Horas!
Dongan BK, Komisi VII DPR RI menyoroti dugaan praktik monopoli yang terjadi di industri perfilman nasional. Dugaan tersebut mencakup sektor produksi, impor film, hingga kepemilikan jaringan bioskop yang diduga dikuasai oleh segelintir pihak besar.
Sorotan ini muncul dalam rapat kerja Komisi VII DPR RI bersama Menteri Ekonomi Kreatif Teuku Riefky Harsya di Kompleks Parlemen, Senayan, Jakarta, Kamis (6/11).
Monopoli Bikin Ekosistem Film Tak Sehat
Wakil Ketua Komisi VII DPR RI Lamhot Sinaga menilai kondisi saat ini menunjukkan adanya ketimpangan struktural di industri film nasional. Ia menyebut ada pelaku usaha yang memiliki perusahaan produksi film (production house/PH), sekaligus menjadi importir dan pemilik jaringan bioskop besar.
“Kalau dia punya bioskop, dia juga importir, dan dia juga PH, tentu akan memprioritaskan film-filmnya sendiri untuk tayang di layar lebar,” ujar Lamhot dalam rapat tersebut.
Menurutnya, situasi ini berpotensi menutup akses bagi rumah produksi lain, meskipun mereka menghasilkan karya berkualitas.
60 Persen Film Nasional Dikuasai Segelintir PH
Lamhot mengungkapkan, perputaran ekonomi di sektor film Indonesia kini mencapai sekitar Rp3,2 triliun, dengan tren pertumbuhan positif pasca-pandemi COVID-19. Namun, ia menilai keuntungan tersebut hanya berputar di kalangan pelaku usaha besar.

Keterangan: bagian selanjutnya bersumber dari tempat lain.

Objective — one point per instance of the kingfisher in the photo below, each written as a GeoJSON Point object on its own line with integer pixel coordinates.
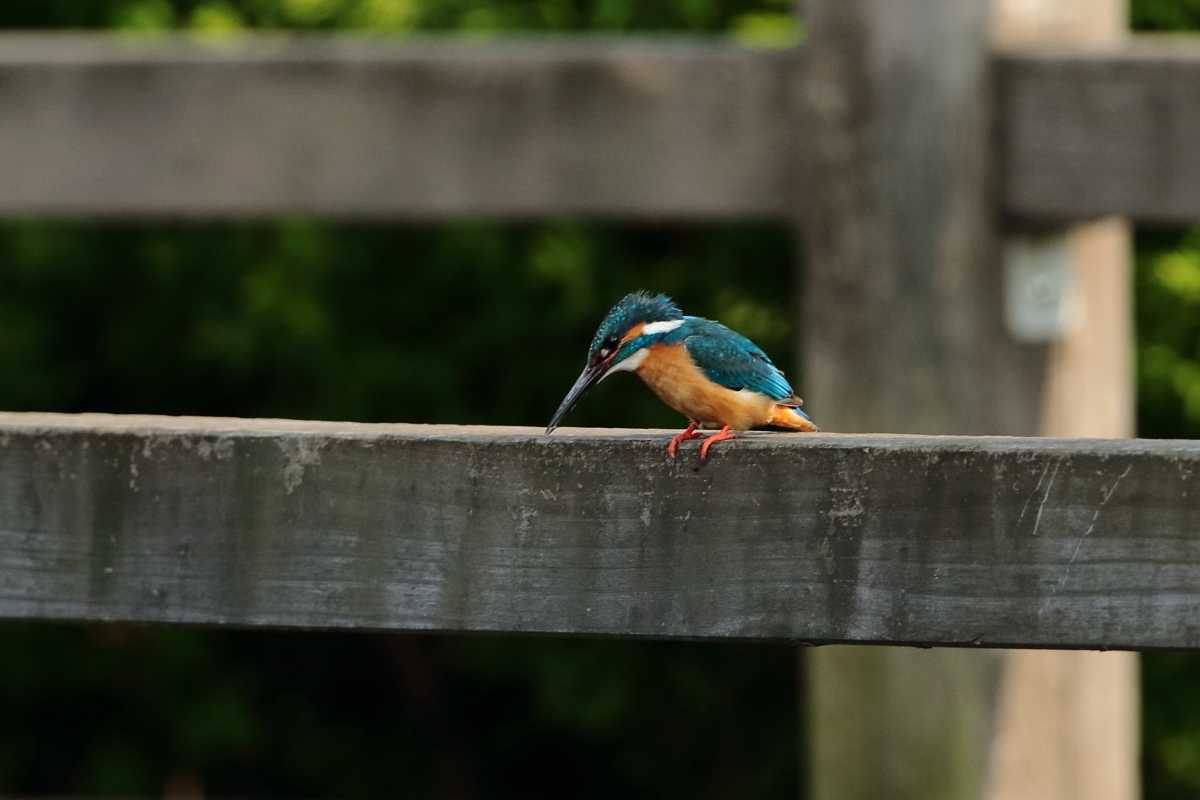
{"type": "Point", "coordinates": [697, 366]}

“Dari data yang kami terima, sekitar 60 persen film nasional hanya tayang di bioskop-bioskop besar, dan 60 persen di antaranya berasal dari dua hingga tiga PH saja,” jelasnya.
Kondisi ini, lanjut Lamhot, menunjukkan bahwa akses bagi PH kecil untuk menembus jaringan bioskop nasional masih sangat terbatas.
Dorong Pemerataan Akses dan Reformasi Ekosistem Film
Melihat ketimpangan tersebut, Komisi VII DPR RI mendorong adanya pengaturan ulang ekosistem industri perfilman nasional. Tujuannya agar distribusi dan akses ekonomi di sektor kreatif lebih merata dan tidak dikuasai oleh kelompok tertentu saja.
“Kita ingin sektor film ini tumbuh adil dan inklusif. Harus ada kebijakan yang memastikan pelaku kecil juga bisa bertahan,” tegas Lamhot.
Ia menambahkan, langkah ini juga sejalan dengan visi Presiden Prabowo Subianto yang menjadikan sektor ekonomi kreatif sebagai salah satu pilar penopang perekonomian nasional.
“Itu sebabnya Kementerian Ekonomi Kreatif dibentuk — agar sektor ini tidak hanya menguntungkan segelintir orang, tetapi memberi manfaat bagi seluruh insan kreatif Indonesia,” tandasnya.